02/20/2026 | Press release | Distributed by Public on 02/20/2026 03:14
Momentum around financial crime model risk is accelerating - driven both by the PRA's SS1/23 expectations and the practical guidance outlined recently in the Wolfsberg Group paper.
The opinions expressed here are those of the authors. They do not necessarily reflect the views or positions of UK Finance or its members.
This blog is a collaboration between Aleksandra Bojarzyn, Ashley Lai, Rachel Olson and Alisheik Akbar Ali.
Read the Wolfsberg Group paper.
Our client work and broader industry insights show that firms are now moving decisively to strengthen how these models are governed, validated, and embedded within their broader model risk frameworks.
Many firms are still operating with a considerable blind spot: the absence of robust, proportionate model risk management over their financial crime risk models. Across the industry, we're seeing a clear shift as banks and financial institutions strengthen their governance and validation efforts. However, turning that intent into consistent, day-to-day practice remains a challenge for many organisations.
What makes embedding financial crime models into MRM frameworks so difficult?
A uniform, "one-size-fits-all"MRM approach often treats financial crime models as if they behave like credit or market models when in reality, they require their own tailored treatment. Applying prudential and financial risk model standards universally can undermine proportionality, slow innovation, delay deployment, and limit firms' ability to respond rapidly to emerging money laundering, fraud or terrorist financing threats.
A proportionate MRM framework recognises that financial crime models operate in a fundamentally different risk landscape that is highly dynamic, heavily dependent on qualitative intelligence and adversarial behaviour rather than predictable financial patterns.
This means both governance and model validation need to be flexible, risk-based, and tailored to the unique nature of financial crime threats. Proportionality should guide decisions around documentation expectations, validation approaches, performance monitoring, and model change processes, recognising the specialist skillsets required to validate these models. Overly rigid governance designed for stable, data-rich prudential models can create unnecessary bottlenecks for financial crime models, where rapid iteration and SME-driven judgement are often essential.
Why this matters now
At the same time, financial crime risk is evolving at a pace that outstrips traditional monitoring capabilities with financial crime models becoming increasingly sophisticated.

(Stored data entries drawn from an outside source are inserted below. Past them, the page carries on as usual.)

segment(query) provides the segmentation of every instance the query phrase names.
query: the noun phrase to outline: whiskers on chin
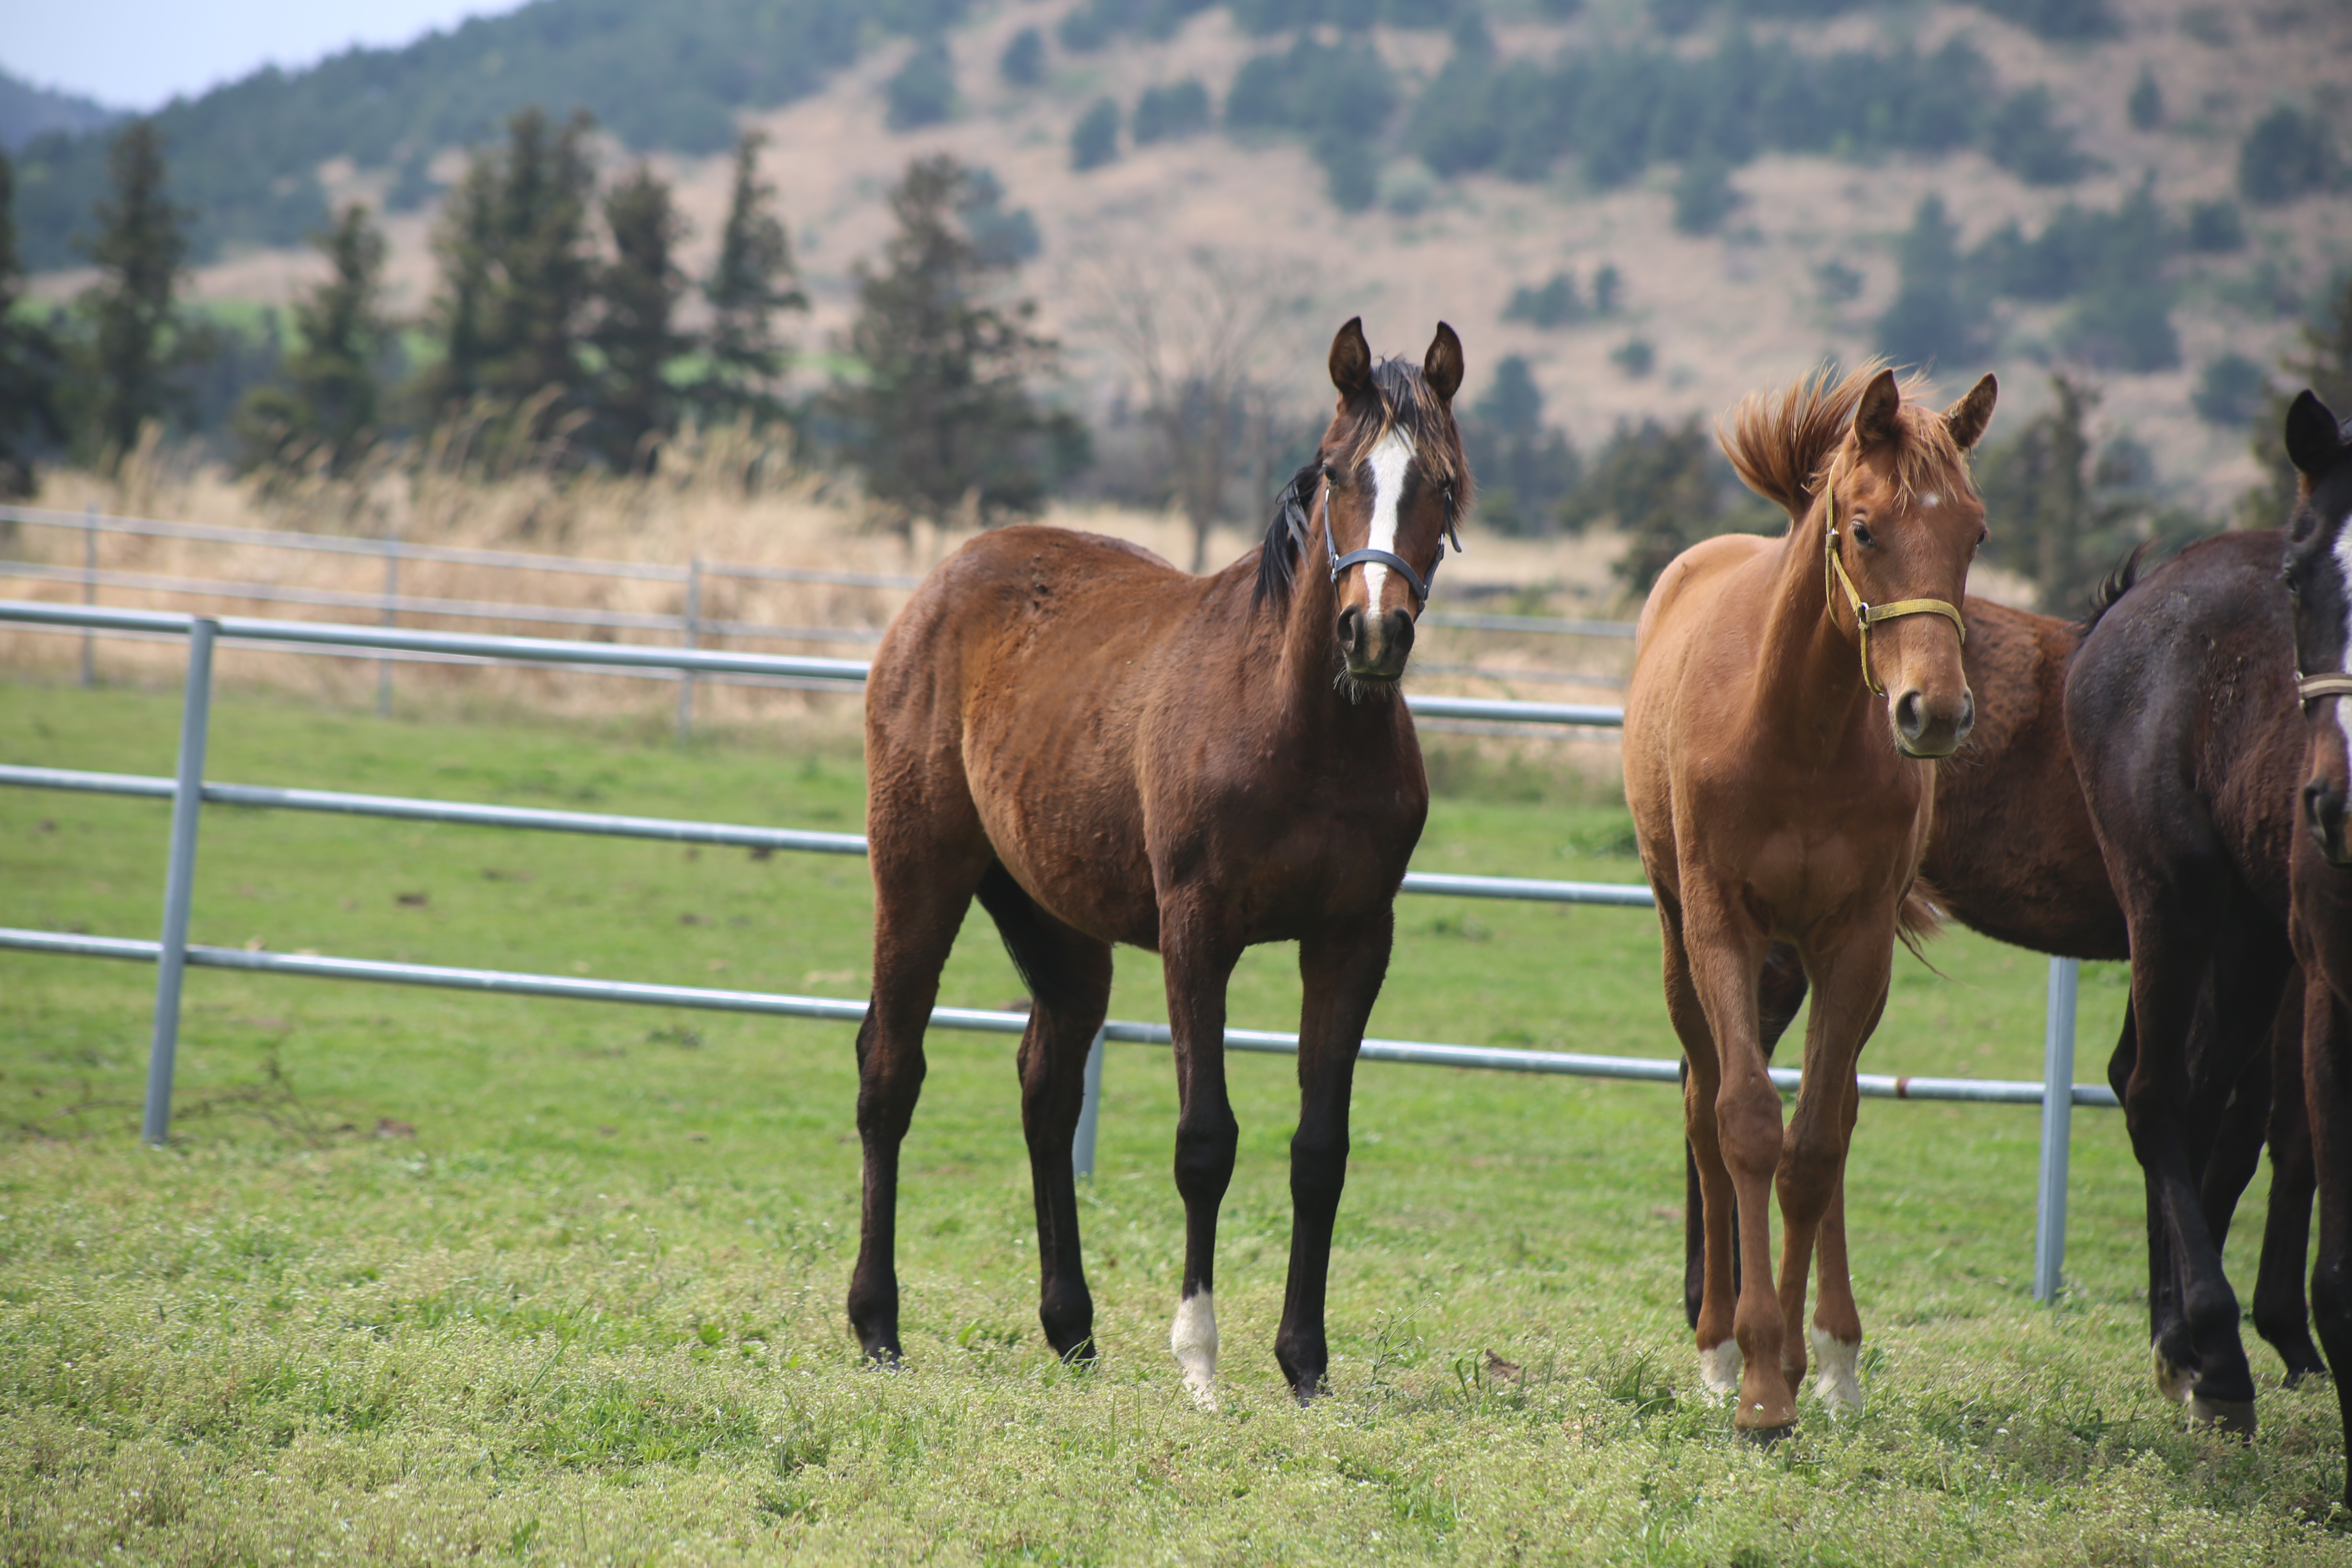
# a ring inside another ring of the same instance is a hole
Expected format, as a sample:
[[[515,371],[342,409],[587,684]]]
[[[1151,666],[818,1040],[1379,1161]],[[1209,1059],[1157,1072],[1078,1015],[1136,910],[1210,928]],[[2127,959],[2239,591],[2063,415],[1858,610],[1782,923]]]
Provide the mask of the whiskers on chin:
[[[1366,702],[1392,702],[1396,700],[1397,689],[1403,684],[1402,679],[1391,680],[1379,676],[1358,675],[1349,669],[1344,659],[1340,661],[1339,673],[1331,678],[1333,689],[1360,706]]]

More foundational controls - such as rule based AML or fraud detection still play an important role but are increasingly delivering diminishing returns and generating large volumes of false positive alerts. To stay ahead, firms are beginning to adopt more advanced detection models and introducing innovative approaches to support alert triage and improve efficiency.
As a result, financial crime models are becoming more complex and more demanding. They often require deeper SME involvement throughout their lifecycle - from development and deployment to documentation, validation, and ongoing monitoring. This growing complexity makes proportionate, fit for purpose model risk management not just helpful, but essential.
So, for firms looking to stay ahead of the curve, what does the future of proportionality and good practice look like?
Integrate financial crime models into your MRM framework.
This means categorising them in your model inventory, defining adequate documentation standards, assigning model owners, and defining clear intended uses.
Define a distinct financial crime model family to support validation.
Define a distinct financial crime model family by identifying and mapping relevant models and apply tailored validation approach across the group, tailored to the specific nature of these models.
Tailor governance.
Avoid governance processes that slow down innovation without adding meaningful value or risk coverage and apply a streamlined, proportionate approach.
Enhance transparency.
Advanced analytical, detection or alert treatment models must be explainable to regulators, MLROs, investigators and relevant risk teams. Clear articulation of model features, risk drivers, behavioural indicators, and alert logic is key.
What comes next
However 2026 evolves, it's clear that firms face a pivotal challenge: aligning SS1/23 compliance with proportionate governance of financial crime models.